- Born: Fariduddin Ayaz Al-Hussaini 13 November 1952 (age 73) Hyderabad, India
- Occupation: Qawwal
- Known for: Qawwali; Sufi music; Ghazal; Hindustani classical music;
- Awards: Pride of Performance Award by the President of Pakistan in 2006

= Fareed Ayaz =

Pakistani qawwali singer (born 1952)

Ghulam Fariduddin Ayaz Al-Hussaini Qawwal (born 13 November 1952) is a Pakistani Sufi devotional singer. He belongs to the well-known Qawwal family, known as the Qawwal Bacchon ka Gharana of Delhi.

Ayaz and his relatives are the flag-bearers of the Delhi gharana, a school of music. He performs various genres of Hindustani classical music, such as dhrupad, khayal, tarana, thumri, and dadra. He leads the qawwal party with his younger brother, Abu Muhammad Qawwal.

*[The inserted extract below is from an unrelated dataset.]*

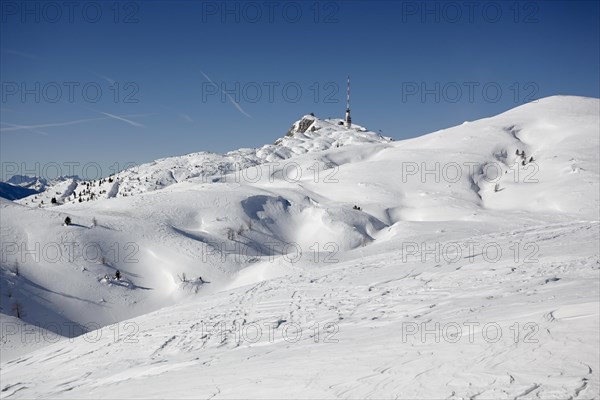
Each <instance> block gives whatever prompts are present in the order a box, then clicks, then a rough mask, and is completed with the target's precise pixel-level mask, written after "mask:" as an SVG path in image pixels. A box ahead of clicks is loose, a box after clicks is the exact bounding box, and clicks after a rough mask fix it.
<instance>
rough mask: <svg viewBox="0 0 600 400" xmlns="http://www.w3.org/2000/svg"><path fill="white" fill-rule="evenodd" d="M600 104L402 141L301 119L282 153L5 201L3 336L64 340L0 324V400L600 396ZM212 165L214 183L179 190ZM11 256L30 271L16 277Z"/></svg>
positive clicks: (2, 241) (203, 176) (570, 101)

Ayaz is a descendant of Mir Qutub Bakhsh, who was awarded the title of Tanras Khan by the last Mughal Emperor Bahadur Shah Zafar in the 19th century. Tanras Khan was also the emperor's tutor in music and the court musician.

==Early life==
Ghulam Fariduddin Ayaz Al-Hussaini was born in Hyderabad, India in 1952. In 1956, his family shifted to Karachi, Pakistan. He started his training in classical music with his father Munshi Raziuddin Ahmed Khan Qawwal. Their roots can be traced to the family tree of one of the earliest disciples of Amir Khusro. Their father Munshi Raziuddin Qawwal also used to sing with his cousins Qawwal Bahauddin Khan and Manzoor Niazi Qawwal (maternal uncle of Farid Ayaz) early in his career.

His nephew Hamza Akram is also a qawwali singer.

==Career==
Fareed Ayaz & Abu Muhammad Qawwal Brothers are popular for their Sufi music performances. They are considered the most popular Qawwal party in Pakistan and one of the few left. They have performed in the United Kingdom, Australia, United States, Canada, France, Germany, Italy, Netherlands, Portugal, Austria, India, Bahrain, Kenya, Nepal, Zimbabwe, Bangladesh, Croatia, Turkey, Morocco, Greece, Egypt, Bulgaria, Tunisia, Belgium, Iran, Oman, United Arab Emirates, Saudi Arabia, Jordan, Romania, Mauritius, Hong Kong and South Africa.

They also performed at Aman ki Asha, organised by Times of India and Pakistan's Jang Group of Newspapers.

== Songs ==
- Kangna (2011) (performed in Raag Malkauns) Coke Studio (Pakistan) (featured in the 2012 film The Reluctant Fundamentalist)
- Mori Bangri (2011) Coke Studio (Pakistan)
- Aaj Rung Hai (2012) Coke Studio (Pakistan)
- Khabram Raseeda (2012) Coke Studio (Pakistan)
- Ghar Nari (2016) (featured in 2016 film Ho Mann Jahaan)
- Jaag Musafir (2016) (featured in 2016 film Mah e Mir)
- Khabar-e-Tahayyur-e-Ishq Sun (2016) (Drama OST Deewana (TV series))
- Nami Danam Ke Akhir Choon (with Urdu translation)- Fareed Ayaz
- "Balamwa" (2017) (featured in 2017 film Rangreza) - sung with Hamza Akram & Abu Muhammad
- Shikwa/Jawab-e-Shikwa (2018) Coke Studio Pakistan (season 11) collaboration with Natasha Baig
- Piya Ghar Aaya (2018) Coke Studio Pakistan (season 11)
- Aadam (2019) Coke Studio Pakistan (season 12)

==Awards and recognition==
- Pride of Performance Award by the Government of Pakistan in 2006.